I mention these issues at all because they are poised to be central to next year’s elections and because they buttress the real division on which Kentucky voters decided this year.
Cameron said it himself in his final ad of the season — Beshear is a “nice enough guy.” It’s an image the governor has meticulously crafted, and he was able to defend it easily given Cameron’s nastiness.
Stability, effectiveness and dignity were Beshear’s winning traits. He is a known quality, and voters rewarded him for his victories in the realms of disaster relief and economic growth. And he was able to capitalize on Cameron’s negativity to highlight his personal brand.
I won’t deliberate explicitly on why Beshear won, and by so much. Like I said, it was the confluence of a number of relevant factors. But national Democrats are already taking it as a sign that positive messaging on trans issues and abortion will carry them to historic victories.
If that were the case, then we should expect a markedly bluer Kentucky, which we certainly do not. And if Kentucky is to be a bellwether, then the signs show that unless a candidate has a strong personable identity, they’re doomed to partisan polarization.
That was the fate that every other statewide Democratic candidate in Kentucky faced — not even Beshear’s coattails could carry them over the finish line.
President Biden is bound to face a similar challenge. The American people have not given him the trust Kentuckians have given Beshear. His approval rating is under water and polling shows him behind Trump.
Already, pundits are claiming that Beshear’s win — and democratic victories in Virginia, Ohio and Pennsylvania — point to a brighter future than the polls suggest. It is easy for activists to claim that voter behavior in an off year is a better indicator for 2024 than polling.
This may be true. After all, polling is a snapshot whereas elections are mandates.
Voters gave Beshear a slim mandate in 2019, and he used it to keep his base happy and expand it.

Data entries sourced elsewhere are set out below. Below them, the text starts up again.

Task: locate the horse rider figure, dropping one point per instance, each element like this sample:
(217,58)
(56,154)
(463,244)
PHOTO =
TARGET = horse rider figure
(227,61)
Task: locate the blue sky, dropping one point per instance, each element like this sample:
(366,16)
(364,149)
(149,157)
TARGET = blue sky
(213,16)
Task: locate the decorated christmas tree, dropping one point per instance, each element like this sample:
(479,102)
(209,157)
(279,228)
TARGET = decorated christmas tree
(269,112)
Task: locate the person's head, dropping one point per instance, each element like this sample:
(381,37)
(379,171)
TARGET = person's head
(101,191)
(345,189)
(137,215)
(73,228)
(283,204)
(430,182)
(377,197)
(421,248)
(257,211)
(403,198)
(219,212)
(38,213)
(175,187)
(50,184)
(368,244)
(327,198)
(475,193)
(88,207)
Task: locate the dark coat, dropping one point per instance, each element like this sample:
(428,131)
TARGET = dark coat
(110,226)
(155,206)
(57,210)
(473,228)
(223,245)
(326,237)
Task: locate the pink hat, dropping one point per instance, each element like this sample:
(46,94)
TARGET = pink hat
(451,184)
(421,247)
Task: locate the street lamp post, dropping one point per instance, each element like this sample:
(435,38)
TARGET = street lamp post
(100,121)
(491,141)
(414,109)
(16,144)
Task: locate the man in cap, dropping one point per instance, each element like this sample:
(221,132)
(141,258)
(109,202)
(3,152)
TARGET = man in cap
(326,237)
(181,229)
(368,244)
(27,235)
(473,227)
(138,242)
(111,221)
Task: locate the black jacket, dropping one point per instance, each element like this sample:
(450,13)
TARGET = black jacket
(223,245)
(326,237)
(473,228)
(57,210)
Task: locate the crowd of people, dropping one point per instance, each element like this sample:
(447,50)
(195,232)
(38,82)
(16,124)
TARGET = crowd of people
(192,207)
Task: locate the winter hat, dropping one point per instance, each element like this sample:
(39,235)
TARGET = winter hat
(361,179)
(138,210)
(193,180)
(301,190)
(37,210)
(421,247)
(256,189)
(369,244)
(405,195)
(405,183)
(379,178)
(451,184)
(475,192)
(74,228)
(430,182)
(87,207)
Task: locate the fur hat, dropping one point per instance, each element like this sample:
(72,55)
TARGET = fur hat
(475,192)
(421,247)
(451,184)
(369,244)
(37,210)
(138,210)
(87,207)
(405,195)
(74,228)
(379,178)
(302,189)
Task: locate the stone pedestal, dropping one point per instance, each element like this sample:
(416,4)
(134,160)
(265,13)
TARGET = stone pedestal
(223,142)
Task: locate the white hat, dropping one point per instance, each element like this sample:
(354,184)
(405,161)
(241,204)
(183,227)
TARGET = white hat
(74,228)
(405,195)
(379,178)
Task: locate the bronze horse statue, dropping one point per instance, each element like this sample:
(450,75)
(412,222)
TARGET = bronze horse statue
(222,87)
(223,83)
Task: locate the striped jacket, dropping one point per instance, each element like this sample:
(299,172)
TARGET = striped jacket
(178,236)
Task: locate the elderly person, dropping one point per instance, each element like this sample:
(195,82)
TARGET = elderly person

They, too, gave Biden a slim mandate in 2020. It seems to me that, win or lose, he won’t have the same coalition next year.
Replacing Biden on the ticket is an increasingly popular idea, I won’t speak to its efficacy. But his path forward won’t look exactly like Beshear’s. His base of support remained stable and energized throughout his four years, but Biden will have ground to win back.
The themes of Kentucky’s gubernatorial race will reflect those of next year’s presidential, but voters will be making a far different kind of decision.